Übersehene Tech-Perle: Warum du heute für 1.000 Euro Serviceware-Aktien kaufen kannst

Mit seinen Softwarelösungen zur Digitalisierung und Automatisierung von Serviceprozessen arbeitet sich Serviceware (WKN: A2G8X3) seit Jahren mit festen Schritten voran. Während das Q1 noch relativ schwach ausfiel, hat das Unternehmen im Q2 die versprochene Beschleunigung geliefert. Wir glauben langfristig an die Serviceware-Aktie – und die neuen Zahlen geben uns recht.
Serviceware-Aktie: Beschleunigung des Wachstums
Damit stiegen die wiederkehrenden Umsätze aus SaaS und Service mit einer Rate von 18,5 %. Beim Gesamtumsatz steht immerhin ein Plus von 13,0 % auf 63 Mio. Euro. Da sich der Auftragsbestand um 20,2 % steigerte, ist mit einer Fortsetzung des Trends zu rechnen.
Erfreulich dabei ist, dass die Neukunden aus vielfältigen Branchen stammen. Klumpenrisiken werden so vermieden. Gleiches gilt geografisch: Serviceware treibt weiterhin seine Internationalisierung voran und gewinnt regelmäßig neue Vertriebspartner. Dazu trägt auch das Programm “Serviceware Go” bei, das für Standardisierung und Automatisierung bei der Implementierung sorgt, wodurch neue Partner schnell produktiv werden können.

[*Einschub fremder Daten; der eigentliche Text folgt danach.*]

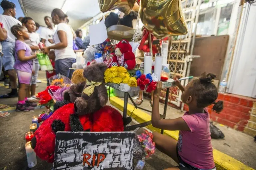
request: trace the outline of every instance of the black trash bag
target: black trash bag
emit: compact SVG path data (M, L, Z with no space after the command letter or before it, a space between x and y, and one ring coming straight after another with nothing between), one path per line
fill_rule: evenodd
M212 122L210 123L210 132L211 137L213 139L221 139L225 137L225 135L220 129L213 125Z

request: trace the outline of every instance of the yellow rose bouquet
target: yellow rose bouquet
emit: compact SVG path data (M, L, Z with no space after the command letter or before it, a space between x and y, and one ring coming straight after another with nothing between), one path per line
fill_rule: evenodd
M105 83L121 83L128 84L131 87L137 87L137 82L135 77L130 77L130 74L123 67L114 66L108 68L104 73Z

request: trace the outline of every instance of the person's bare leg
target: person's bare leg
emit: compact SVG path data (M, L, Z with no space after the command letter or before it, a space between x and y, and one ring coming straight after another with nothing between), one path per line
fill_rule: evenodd
M31 92L31 96L29 96L30 97L31 96L36 95L36 84L32 84L30 86L30 92Z
M154 91L151 92L151 97L150 98L150 106L152 107L153 105L153 99L154 99Z
M9 75L11 88L12 89L17 89L17 84L16 81L17 80L17 76L16 76L16 72L14 70L9 70L7 71L7 72Z
M156 147L179 164L179 162L177 153L177 141L170 136L158 132L154 132L153 134L153 141L156 144Z
M140 91L139 92L139 98L138 98L135 103L137 105L140 105L141 104L143 101L143 92L142 91Z
M29 86L28 84L20 83L19 88L19 101L24 100L27 95L28 87Z

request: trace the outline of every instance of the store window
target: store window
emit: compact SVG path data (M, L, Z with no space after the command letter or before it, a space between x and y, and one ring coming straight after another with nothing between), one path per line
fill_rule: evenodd
M228 34L234 0L210 1L200 7L196 34L202 36Z
M220 16L218 26L217 35L220 36L228 34L233 7L233 3L227 4L226 6L221 7Z

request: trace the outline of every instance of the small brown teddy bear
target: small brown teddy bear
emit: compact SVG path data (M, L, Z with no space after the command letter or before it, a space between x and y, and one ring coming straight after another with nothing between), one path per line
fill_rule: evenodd
M69 101L74 102L76 113L79 115L93 113L105 106L108 102L107 89L104 84L104 72L107 65L103 63L92 62L84 70L86 82L72 86L69 90ZM81 86L84 85L83 89ZM74 87L72 87L74 86ZM70 93L70 92L73 92ZM81 95L77 97L78 95ZM64 95L68 99L68 94ZM66 97L65 98L65 96Z

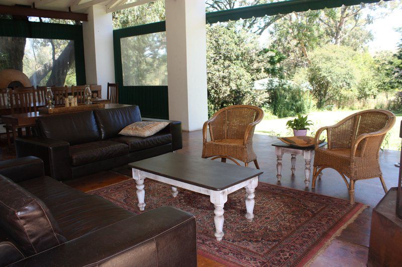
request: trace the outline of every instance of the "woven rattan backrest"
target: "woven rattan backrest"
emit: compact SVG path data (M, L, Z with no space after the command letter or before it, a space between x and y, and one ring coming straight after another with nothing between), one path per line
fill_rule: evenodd
M210 132L215 140L243 139L247 126L260 118L262 110L254 106L239 105L220 110L211 122ZM252 137L252 133L251 133Z

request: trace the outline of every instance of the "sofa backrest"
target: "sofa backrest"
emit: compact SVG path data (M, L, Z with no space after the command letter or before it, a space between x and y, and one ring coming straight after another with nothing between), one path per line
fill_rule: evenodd
M38 124L45 137L65 141L71 145L100 139L92 110L42 117Z
M141 121L138 106L124 108L97 109L94 112L103 139L116 137L123 129Z
M46 205L18 184L0 175L0 224L29 256L66 241Z

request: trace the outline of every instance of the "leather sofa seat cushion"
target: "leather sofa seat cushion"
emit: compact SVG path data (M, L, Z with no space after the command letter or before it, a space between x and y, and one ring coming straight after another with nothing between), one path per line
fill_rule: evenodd
M100 140L93 111L42 117L38 123L48 138L65 141L70 145Z
M19 184L43 200L68 240L135 215L102 197L85 194L48 176Z
M46 205L37 196L0 175L0 223L26 256L66 239Z
M136 105L118 109L97 109L94 114L103 139L116 137L127 125L141 121L140 109Z
M109 140L126 144L129 146L130 152L133 152L170 144L172 142L172 135L158 133L148 137L120 136Z
M73 166L99 161L126 155L125 144L112 141L97 141L70 146L70 159Z

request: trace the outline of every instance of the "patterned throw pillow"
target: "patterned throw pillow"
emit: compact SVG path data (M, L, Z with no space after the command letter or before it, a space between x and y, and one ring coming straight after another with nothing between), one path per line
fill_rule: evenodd
M169 124L168 122L158 121L138 121L124 127L120 134L129 136L148 137L156 134Z

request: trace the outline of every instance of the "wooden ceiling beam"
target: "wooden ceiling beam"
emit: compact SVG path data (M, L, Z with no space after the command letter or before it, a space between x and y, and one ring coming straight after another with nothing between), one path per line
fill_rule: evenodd
M85 13L55 11L14 6L0 5L0 14L71 20L81 22L88 21L88 14Z

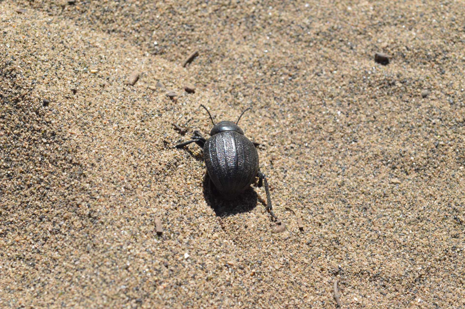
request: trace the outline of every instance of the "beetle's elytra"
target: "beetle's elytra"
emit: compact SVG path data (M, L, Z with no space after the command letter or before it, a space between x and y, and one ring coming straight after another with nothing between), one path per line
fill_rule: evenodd
M265 183L266 210L273 218L277 219L273 213L266 177L259 171L258 152L238 125L240 118L250 107L242 112L236 123L224 121L215 125L208 110L203 105L200 106L208 113L213 124L210 138L206 139L196 132L191 140L178 144L176 147L181 148L195 143L203 149L210 181L225 198L231 199L242 193L258 177L259 186Z

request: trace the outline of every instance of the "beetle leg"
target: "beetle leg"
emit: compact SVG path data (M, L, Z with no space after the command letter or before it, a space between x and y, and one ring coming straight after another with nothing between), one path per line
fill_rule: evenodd
M258 173L257 173L257 176L259 178L259 182L262 179L263 179L265 182L265 192L266 192L266 210L270 213L270 214L271 215L271 216L273 217L273 218L274 219L278 219L278 217L277 217L275 215L274 213L273 212L273 206L271 204L271 196L270 195L270 190L268 187L268 182L266 181L266 176L265 176L265 174L259 171Z
M191 138L192 138L191 140L188 140L186 142L184 142L184 143L181 143L181 144L178 144L174 147L178 149L182 148L185 146L188 145L190 144L195 143L198 145L200 146L201 148L203 148L204 145L205 144L205 142L206 141L206 140L201 136L193 136Z

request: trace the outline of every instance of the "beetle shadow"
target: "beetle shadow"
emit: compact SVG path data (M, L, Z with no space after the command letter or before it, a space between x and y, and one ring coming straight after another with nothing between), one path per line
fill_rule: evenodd
M257 207L258 201L257 193L251 186L234 199L223 199L211 182L208 173L204 176L203 194L207 204L220 217L250 212Z

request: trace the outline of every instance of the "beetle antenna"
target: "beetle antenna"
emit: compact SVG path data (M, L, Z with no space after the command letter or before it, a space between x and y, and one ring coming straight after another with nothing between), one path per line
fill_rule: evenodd
M243 115L244 115L244 113L246 112L247 112L247 111L248 111L250 109L252 109L252 107L247 107L247 108L246 108L244 111L244 112L242 112L242 113L241 114L240 116L239 116L239 118L238 119L237 119L237 121L236 122L236 125L237 125L238 123L239 123L239 120L240 120L240 118L242 117Z
M213 123L213 125L214 125L215 122L213 121L213 118L212 117L212 114L210 113L210 112L208 111L208 110L207 109L206 107L203 104L200 104L200 106L205 108L205 110L206 111L206 112L208 113L208 116L210 116L210 118L212 119L212 123Z

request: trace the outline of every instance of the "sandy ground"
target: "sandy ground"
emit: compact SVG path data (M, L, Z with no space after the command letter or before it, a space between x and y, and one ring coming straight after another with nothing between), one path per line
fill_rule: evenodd
M0 306L465 307L465 4L284 2L0 2ZM172 148L200 104L282 232Z

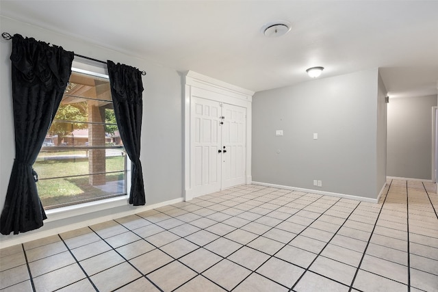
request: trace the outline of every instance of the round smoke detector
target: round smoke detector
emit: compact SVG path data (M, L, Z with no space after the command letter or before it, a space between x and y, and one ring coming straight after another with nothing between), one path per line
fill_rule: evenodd
M278 21L266 23L261 27L261 31L267 38L277 38L287 34L290 29L290 23L285 21Z

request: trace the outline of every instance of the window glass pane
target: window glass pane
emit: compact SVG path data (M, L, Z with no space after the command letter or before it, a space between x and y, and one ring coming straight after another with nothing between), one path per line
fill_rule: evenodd
M126 194L107 79L73 72L34 168L45 209Z
M125 171L125 155L123 148L41 150L34 169L40 179Z
M114 112L107 110L105 112ZM42 147L122 146L116 124L90 124L55 121L47 132ZM43 148L43 150L50 148Z
M39 181L37 186L42 205L51 209L124 194L125 175L125 172L120 172L44 179ZM101 183L95 183L99 181Z

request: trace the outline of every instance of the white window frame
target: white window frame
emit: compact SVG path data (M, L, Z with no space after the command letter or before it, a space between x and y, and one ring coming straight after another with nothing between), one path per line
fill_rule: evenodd
M91 64L91 62L88 62L87 61L78 62L77 60L73 60L71 70L73 72L88 74L103 78L109 78L106 65L102 64L101 66L98 66L94 63L95 62ZM47 215L47 219L44 220L44 222L54 222L70 217L129 205L129 190L131 189L131 170L132 163L127 155L126 159L126 195L44 210L46 215Z

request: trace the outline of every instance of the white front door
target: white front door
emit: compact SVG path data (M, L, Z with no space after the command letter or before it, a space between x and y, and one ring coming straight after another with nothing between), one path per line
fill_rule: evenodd
M192 101L190 185L194 196L220 189L220 103L201 98Z
M225 189L245 183L246 109L224 103L222 112L222 187Z
M191 111L192 196L244 183L246 109L194 97Z

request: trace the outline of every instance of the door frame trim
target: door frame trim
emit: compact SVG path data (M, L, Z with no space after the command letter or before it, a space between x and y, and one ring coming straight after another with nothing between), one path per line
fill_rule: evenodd
M432 183L437 183L436 177L436 155L437 155L437 109L436 106L432 107Z
M238 105L246 108L246 183L252 181L251 176L251 105L253 95L255 92L248 90L214 78L188 71L183 75L183 130L184 144L183 148L183 165L184 167L183 197L188 201L193 198L193 193L190 185L190 121L192 96L194 92L210 92L209 97L203 97L220 103Z

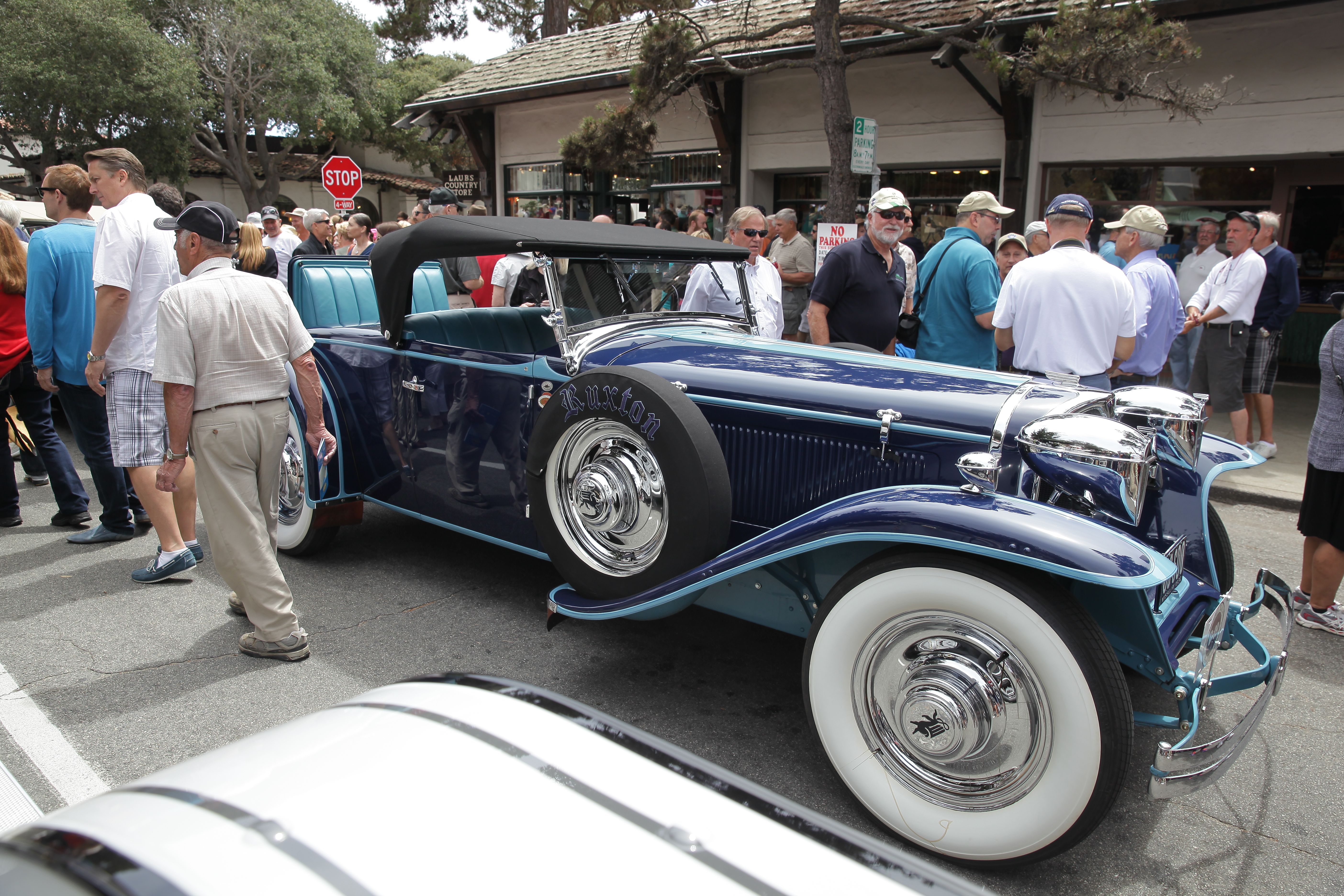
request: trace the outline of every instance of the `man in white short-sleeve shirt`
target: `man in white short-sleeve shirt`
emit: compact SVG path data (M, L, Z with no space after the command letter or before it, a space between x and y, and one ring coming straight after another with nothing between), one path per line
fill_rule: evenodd
M1051 249L1017 262L999 290L995 344L1016 347L1013 365L1032 376L1073 373L1110 391L1114 359L1134 351L1134 290L1121 270L1087 251L1091 204L1063 193L1046 208Z
M85 164L89 192L108 210L98 220L93 246L95 316L85 379L89 388L106 396L112 461L130 476L159 533L159 560L167 557L130 576L160 582L204 556L196 543L194 469L188 465L176 494L155 490L155 474L168 450L163 388L151 380L159 296L181 277L172 236L155 228L164 212L145 192L149 184L140 160L110 148L85 153Z
M284 223L285 222L280 219L280 210L274 206L266 206L261 210L261 228L265 232L265 236L261 238L261 244L266 249L276 250L276 263L280 266L277 279L281 286L288 289L289 259L293 258L294 250L298 249L304 240L285 230Z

Die Jahresprognose wurde bestätigt
Die Auftragslage ist anhaltend gut, so CEO Dirk Martin. Gleichzeitig nutzt Serviceware seine KI-Kompetenz, um selbst effizienter und proaktiver zu werden. Das spricht dafür, dass die Skalierung künftig zu deutlich höheren Gewinnen führen wird. Bisher bewegen sich diese noch nah an der Nulllinie.
Im ersten Halbjahr fielen auch Einmalaufwendungen zur Optimierung der Konzern- und Mitarbeiterstruktur an, die das Ergebnis drückten. Aber das Management verspricht für das Gesamtjahr eine signifikante Steigerungen beim Betriebsergebnis.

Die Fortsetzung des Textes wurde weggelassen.